We’re pleased to announce that as of today Arduino IDE 2.0 has moved to stable and is available for download. Since the launch of the Beta version back in Spring 2021, the feedback received from the active Arduino community has enabled us to focus on what’s meaningful to the widest user-base. It carries a modern editor and provides a better overall user experience thanks to a responsive interface and faster compilation time.
Over and above the core features (we’ll get into those in more details later) the IDE 2.0 benefits from a number of enhancements and additional support. The Serial Monitor and Plotter can be used together, enabling users to have two viewports onto their data output. Before you had to choose between text and graphs, whereas now you can have both.
As well as the refreshed User Interface that provides a more intuitive experience whilst using Arduino IDE 2.0, speed is of the essence. An Arduino-optimized code-completion and code-assist within the language server, help you write code quickly and spot errors as you type. The enormous amount of user feedback allowed us to identify the weakest spots such as code assist and completion, serial output, loading and compilation time. We made it all better now.
A special mention goes out to Paul Stoffregen who has provided enormous feedback to the IDE development team and been actively developing the initial support for advanced third-party platforms such as Teensy for IDE 2.0 (currently experimental).
If you haven’t already given the new IDE 2.0 a try, here are just a few of the key features…
Autocomplete during sketch editing
While typing, the editor can suggest the autocompletion of variables and functions according to your code and the libraries you included:
When right-clicking on a variable or a function, a contextual menu will provide navigation shortcuts to jump to the line (and file) where they are declared:
Dark Mode
If your eyes are feeling the strain you can quickly change settings and switch to Dark Mode. Some of you may have used this during the Beta, but our design team has reworked the entire Dark Theme to make it more consistent, beautiful and easy on the eye.

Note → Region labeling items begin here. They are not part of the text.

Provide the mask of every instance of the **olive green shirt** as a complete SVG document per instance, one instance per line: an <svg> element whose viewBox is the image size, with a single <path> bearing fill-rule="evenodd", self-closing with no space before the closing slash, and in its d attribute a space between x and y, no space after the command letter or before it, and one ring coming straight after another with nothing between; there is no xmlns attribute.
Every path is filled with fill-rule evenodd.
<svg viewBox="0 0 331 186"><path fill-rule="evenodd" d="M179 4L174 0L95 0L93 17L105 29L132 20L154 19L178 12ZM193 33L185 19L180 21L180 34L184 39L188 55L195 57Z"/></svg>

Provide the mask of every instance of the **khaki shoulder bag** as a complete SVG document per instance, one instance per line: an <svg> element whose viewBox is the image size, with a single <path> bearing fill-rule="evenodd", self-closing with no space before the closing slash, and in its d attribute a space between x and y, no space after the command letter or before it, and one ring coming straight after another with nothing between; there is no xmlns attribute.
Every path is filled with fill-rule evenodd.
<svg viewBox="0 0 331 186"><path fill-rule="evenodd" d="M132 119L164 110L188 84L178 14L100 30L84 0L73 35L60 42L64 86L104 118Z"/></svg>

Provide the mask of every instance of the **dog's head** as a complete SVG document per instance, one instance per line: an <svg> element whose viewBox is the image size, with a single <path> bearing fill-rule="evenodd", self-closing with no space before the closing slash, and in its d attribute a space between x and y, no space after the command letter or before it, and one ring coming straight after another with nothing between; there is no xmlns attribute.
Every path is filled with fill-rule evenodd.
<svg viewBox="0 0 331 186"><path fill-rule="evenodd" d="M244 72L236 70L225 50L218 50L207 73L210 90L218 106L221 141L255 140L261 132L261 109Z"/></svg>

Never lose a sketch keeping them safely at Arduino Cloud
For people who work on multiple computers or want to store their Sketches securely in the Cloud, the Remote Sketchbook integration is a really useful feature.
Easily switch from one computer to another and keep working. If you don’t have Arduino IDE 2.0 installed on all your machines, just open the Arduino Web Editor and you can code from your browser in the online IDE with access to all your sketches and libraries. There’s no need to worry about losing your sketches either, with Remote Sketchbook you only need one click and they will be pushed securely to the Arduino Cloud.

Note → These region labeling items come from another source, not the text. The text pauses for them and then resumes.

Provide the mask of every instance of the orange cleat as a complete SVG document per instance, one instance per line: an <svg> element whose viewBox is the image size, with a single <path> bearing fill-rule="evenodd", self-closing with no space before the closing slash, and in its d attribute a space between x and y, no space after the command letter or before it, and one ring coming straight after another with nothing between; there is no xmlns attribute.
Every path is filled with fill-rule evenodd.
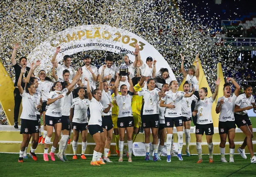
<svg viewBox="0 0 256 177"><path fill-rule="evenodd" d="M45 140L45 138L43 138L43 140L42 140L42 144L44 144L44 140Z"/></svg>
<svg viewBox="0 0 256 177"><path fill-rule="evenodd" d="M97 163L97 161L95 161L94 162L93 162L92 161L91 161L91 165L92 165L100 166L100 165L99 164Z"/></svg>
<svg viewBox="0 0 256 177"><path fill-rule="evenodd" d="M38 139L38 143L40 143L41 142L41 141L42 141L42 139L43 139L42 136L39 137L39 139Z"/></svg>
<svg viewBox="0 0 256 177"><path fill-rule="evenodd" d="M111 156L111 155L110 155L110 151L108 151L108 153L107 154L107 157L110 157Z"/></svg>
<svg viewBox="0 0 256 177"><path fill-rule="evenodd" d="M77 158L77 157L76 158ZM81 155L81 158L83 158L83 159L86 159L86 157L85 157L85 155L84 155L84 154L82 154L82 155Z"/></svg>
<svg viewBox="0 0 256 177"><path fill-rule="evenodd" d="M98 161L96 161L96 162L97 162L97 163L98 163L98 164L106 165L106 163L104 162L102 158L100 158L100 160Z"/></svg>
<svg viewBox="0 0 256 177"><path fill-rule="evenodd" d="M117 151L117 150L116 150L116 152L117 153L117 157L119 157L120 156L120 152L119 151Z"/></svg>
<svg viewBox="0 0 256 177"><path fill-rule="evenodd" d="M199 159L198 160L198 161L197 161L197 162L196 163L202 163L202 160Z"/></svg>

Work offline and sync later, simply bring your sketch down from the Cloud, edit offline and when you are back online click on “Push” and all your changes will be uploaded, meaning all your sketches will always be up-to-date and ready to use.
Serial Plotter
The IDE 2.0 features a richer Serial Plotter that is a versatile tool for tracking different data and variables which are received from your Arduino board. The Serial Plotter is a really useful visual tool that will help you to understand and compare your data points better. It can be used for testing and calibrating sensors, comparing values and other similar scenarios.
In-app updates
Our users have always been accustomed to receiving notifications when new boards’ support or libraries updates were available, and IDE 2.0 is no exception. As a plus, the IDE can now itself be updated when a new version is available, so no need to head to the downloads page anymore: click the button and get the latest and greatest.
The new IDE is based on the Eclipse Theia framework, which is an open source project based on the same architecture as VS Code (language server protocol, extensions, debugger). The front-end is written in TypeScript, while most of the backend is written in Golang.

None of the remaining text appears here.